Initially the collecting duct was described as having a role only in water reabsorption, while in recent years the understanding of the function of the collecting duct has become greatly enhanced and has led to a new model for how the distal segments of the kidney tubule integrate salt and water reabsorption, potassium homeostasis and acid-base status30. Interestingly, our data also provide transcriptomic information for collecting duct cells (Fig. 1b, cluster 8, 10). We classified collecting duct cells into principal cells (cluster 8) and intercalated cells (cluster 10), according to marker expression (Fig. 4a, Online-only Table 1). Given that the three ‘healthy’ kidney samples were collected from renal cancer patients, we had to confirm their universal representativeness. Previous studies on human kidney scRNA-seq12 have provided us with many marker genes for proximal, distal and collecting tubule cells. We found that almost all the genes for PT cells were highly expressed in our PT cells (Supplementary Fig. S3a). Most of these genes for distal and collecting tubules cells were expressed in our data (Supplementary Fig. S3b). Thus, we consider these results to be reliable.

Fig. 4
figure 4

Detailed classification of collecting duct cells and NK-T cells by scRNA-seq. (a) Violin plot showing the expression of the collecting duct principal cell marker AQP2 and the collecting duct intercalated cell markers ATP6V1B1, ATP6V0D2 and ATP6V1G3. Clusters 8 and 10 are collecting duct principal cells and collecting duct intercalated cells, respectively. (b) UMAP plot showing the spatial location of NKT cells and T cells after dimensionality reduction. The red dots represent NKT cells and the green dots represent T cells. (cg) Violin plots showing the expression of the NK cells markers GNLY and NKG7. Violin plots showing the expression of the T cell markers CD3D, CD3E and IL7R.

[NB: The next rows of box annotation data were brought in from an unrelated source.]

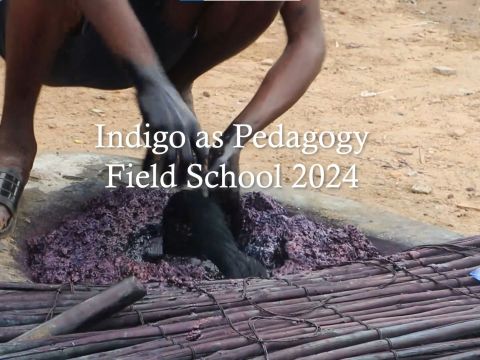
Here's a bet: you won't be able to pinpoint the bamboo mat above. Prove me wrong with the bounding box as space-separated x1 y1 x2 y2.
0 236 480 360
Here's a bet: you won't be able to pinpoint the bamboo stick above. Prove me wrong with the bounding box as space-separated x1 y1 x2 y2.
11 277 146 342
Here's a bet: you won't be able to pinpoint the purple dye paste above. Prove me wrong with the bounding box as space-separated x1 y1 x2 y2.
27 188 379 285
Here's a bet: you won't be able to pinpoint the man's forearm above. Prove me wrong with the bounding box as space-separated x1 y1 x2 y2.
227 36 325 143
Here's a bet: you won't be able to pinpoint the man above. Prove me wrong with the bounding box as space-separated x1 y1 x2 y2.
0 0 324 236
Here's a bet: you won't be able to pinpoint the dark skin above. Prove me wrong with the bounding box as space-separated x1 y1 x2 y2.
0 0 325 228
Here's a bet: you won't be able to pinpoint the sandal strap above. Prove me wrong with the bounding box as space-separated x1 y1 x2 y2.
0 171 24 214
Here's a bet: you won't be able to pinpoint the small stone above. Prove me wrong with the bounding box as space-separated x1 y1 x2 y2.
260 59 275 66
458 88 475 96
90 108 105 116
393 149 413 155
345 43 363 49
448 129 467 139
433 66 457 76
411 183 432 195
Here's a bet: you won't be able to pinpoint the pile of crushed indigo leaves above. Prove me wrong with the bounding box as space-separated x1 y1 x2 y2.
27 188 379 285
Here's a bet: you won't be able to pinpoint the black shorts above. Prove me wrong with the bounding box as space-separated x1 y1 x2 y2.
0 0 194 89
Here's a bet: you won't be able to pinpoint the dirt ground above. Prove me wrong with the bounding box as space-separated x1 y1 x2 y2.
0 0 480 234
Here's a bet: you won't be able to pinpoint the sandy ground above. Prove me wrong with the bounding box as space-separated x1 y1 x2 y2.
0 0 480 234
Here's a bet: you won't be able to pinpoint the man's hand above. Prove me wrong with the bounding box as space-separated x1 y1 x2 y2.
134 68 207 185
208 127 242 240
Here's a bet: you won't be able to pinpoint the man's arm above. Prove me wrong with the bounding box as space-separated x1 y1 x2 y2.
209 0 325 169
223 0 325 145
76 0 206 178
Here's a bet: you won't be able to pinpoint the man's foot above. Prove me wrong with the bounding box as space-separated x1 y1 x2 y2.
0 138 36 238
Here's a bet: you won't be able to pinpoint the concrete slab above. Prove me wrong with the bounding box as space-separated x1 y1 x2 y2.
0 154 461 281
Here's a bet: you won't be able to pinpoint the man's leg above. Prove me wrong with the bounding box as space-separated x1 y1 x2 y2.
169 1 282 240
0 0 81 230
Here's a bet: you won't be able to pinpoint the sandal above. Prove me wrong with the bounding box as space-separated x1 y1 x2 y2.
0 169 25 239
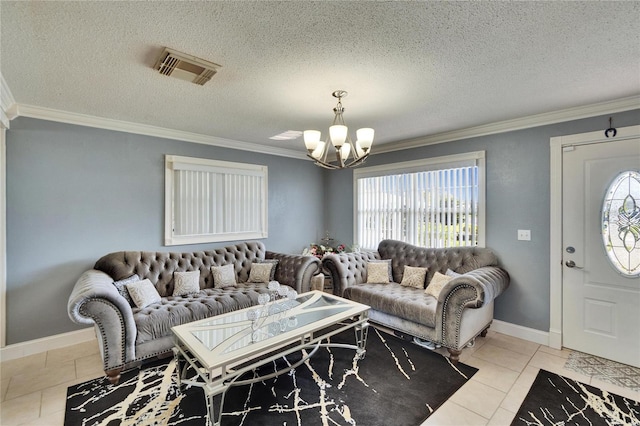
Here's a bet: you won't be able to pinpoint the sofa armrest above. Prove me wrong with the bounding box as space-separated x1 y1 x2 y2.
322 251 380 296
265 251 321 293
67 269 137 370
436 266 509 348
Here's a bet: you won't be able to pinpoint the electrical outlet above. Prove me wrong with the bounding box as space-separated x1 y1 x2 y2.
518 229 531 241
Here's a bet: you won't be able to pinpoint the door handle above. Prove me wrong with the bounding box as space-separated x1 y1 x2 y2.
564 260 582 269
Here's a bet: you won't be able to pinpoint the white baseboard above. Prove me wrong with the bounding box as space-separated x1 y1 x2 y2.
0 327 96 361
490 319 549 346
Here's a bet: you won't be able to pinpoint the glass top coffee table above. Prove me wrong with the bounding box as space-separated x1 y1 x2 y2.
172 291 369 425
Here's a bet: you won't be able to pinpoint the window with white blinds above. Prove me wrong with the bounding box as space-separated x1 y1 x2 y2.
165 155 267 245
354 151 485 249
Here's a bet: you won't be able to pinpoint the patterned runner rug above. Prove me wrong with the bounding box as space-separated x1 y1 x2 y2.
564 351 640 392
511 370 640 426
65 327 477 426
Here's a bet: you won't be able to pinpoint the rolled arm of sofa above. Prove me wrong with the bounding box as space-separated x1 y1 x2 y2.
322 251 380 296
265 251 321 293
436 266 509 348
67 269 137 370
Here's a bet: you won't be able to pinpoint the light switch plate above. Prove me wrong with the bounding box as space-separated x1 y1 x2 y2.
518 229 531 241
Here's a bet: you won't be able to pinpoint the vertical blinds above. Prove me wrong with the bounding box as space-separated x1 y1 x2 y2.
356 165 479 249
167 155 267 244
173 170 262 235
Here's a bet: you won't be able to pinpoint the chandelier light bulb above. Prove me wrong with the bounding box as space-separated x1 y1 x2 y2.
311 141 326 160
356 127 374 152
340 143 351 161
304 90 374 170
329 124 348 148
303 130 320 151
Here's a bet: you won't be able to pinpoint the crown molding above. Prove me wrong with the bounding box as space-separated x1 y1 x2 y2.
6 94 640 161
372 95 640 155
11 104 307 160
0 72 16 129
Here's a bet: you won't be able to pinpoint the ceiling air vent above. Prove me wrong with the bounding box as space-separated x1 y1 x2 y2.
154 47 221 86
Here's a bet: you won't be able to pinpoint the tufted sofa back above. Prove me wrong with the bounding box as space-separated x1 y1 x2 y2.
378 240 498 282
94 241 266 297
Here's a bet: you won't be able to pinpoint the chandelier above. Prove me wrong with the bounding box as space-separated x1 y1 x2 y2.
304 90 374 169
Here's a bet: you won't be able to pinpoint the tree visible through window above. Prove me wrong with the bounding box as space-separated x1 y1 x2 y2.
355 152 484 249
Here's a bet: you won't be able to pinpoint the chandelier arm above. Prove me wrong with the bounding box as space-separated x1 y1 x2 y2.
346 153 369 167
305 90 373 170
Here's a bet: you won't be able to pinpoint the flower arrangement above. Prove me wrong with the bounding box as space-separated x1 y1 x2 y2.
302 244 346 259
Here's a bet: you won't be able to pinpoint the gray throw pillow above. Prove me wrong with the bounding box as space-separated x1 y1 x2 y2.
113 274 140 308
253 259 279 281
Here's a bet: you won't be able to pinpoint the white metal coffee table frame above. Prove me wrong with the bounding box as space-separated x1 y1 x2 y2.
172 291 369 426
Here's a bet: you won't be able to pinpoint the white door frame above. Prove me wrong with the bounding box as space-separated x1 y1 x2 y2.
549 126 640 349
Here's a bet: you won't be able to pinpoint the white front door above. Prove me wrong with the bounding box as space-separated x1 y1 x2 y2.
562 139 640 367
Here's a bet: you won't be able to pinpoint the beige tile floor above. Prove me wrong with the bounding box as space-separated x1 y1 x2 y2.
0 331 640 426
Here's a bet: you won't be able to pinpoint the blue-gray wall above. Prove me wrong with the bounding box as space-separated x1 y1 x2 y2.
6 110 640 344
324 110 640 331
6 118 324 344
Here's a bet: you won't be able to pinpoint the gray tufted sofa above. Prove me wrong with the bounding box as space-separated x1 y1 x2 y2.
67 241 320 383
322 240 509 362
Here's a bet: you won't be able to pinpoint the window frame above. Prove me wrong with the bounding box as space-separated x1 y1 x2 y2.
164 155 269 246
353 151 486 250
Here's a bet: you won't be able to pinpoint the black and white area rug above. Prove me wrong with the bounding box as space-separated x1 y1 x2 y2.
65 327 477 426
511 370 640 426
564 351 640 392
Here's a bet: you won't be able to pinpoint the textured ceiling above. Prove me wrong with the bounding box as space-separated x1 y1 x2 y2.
0 0 640 152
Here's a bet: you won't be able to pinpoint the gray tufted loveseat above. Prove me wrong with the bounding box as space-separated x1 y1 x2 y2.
322 240 509 362
67 241 320 383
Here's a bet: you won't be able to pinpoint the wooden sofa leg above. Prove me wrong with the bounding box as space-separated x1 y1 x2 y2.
104 368 122 385
480 327 489 337
447 348 462 364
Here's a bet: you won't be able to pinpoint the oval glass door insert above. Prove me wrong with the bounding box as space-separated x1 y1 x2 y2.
602 170 640 278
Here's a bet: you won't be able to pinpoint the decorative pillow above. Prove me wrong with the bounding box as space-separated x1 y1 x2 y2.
211 263 237 288
367 261 391 284
254 259 280 281
173 270 200 296
127 279 161 308
248 263 276 283
444 269 462 278
424 271 450 299
113 274 140 307
400 265 427 288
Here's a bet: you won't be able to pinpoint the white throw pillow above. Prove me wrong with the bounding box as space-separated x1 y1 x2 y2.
127 279 161 308
248 263 276 283
367 262 391 284
424 271 459 299
173 270 200 296
400 265 427 288
211 263 237 288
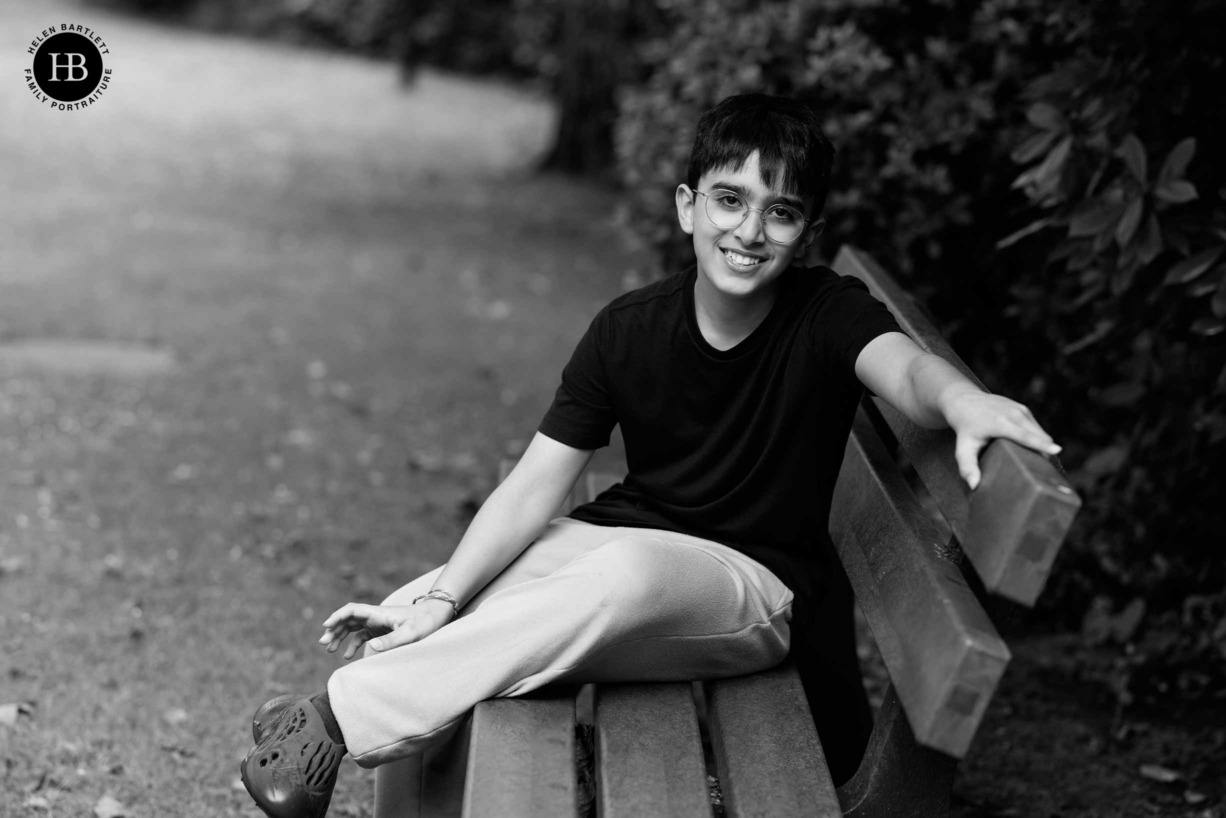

Finally, we present a method for the detailed classification of cell subsets. Initially, the parameters of 20 PCs and 0.25 resolution were selected to identify 10 cell types (Fig. 1b). We found that cluster 4 highly expressed marker genes of both NK cells and T cells, designated as NK-T cells (Fig. 1d, Supplementary Table S2). Interestingly, cluster 4 can be further classified into two subtypes (Fig. 4b). By modifying the parameters to 20 PCs and 0.8 resolution, we could accurately distinguish NKT cells (CD3D+CD3E+GNLY+NKG7+) and T cells (CD3D+CD3E+IL7R+) (Fig. 4c–g), which can be used for downstream analysis.

Taken together, we provide a transcriptomic map of human kidney cells that will help us to study renal cell biology and the relationship between cell types and diseases.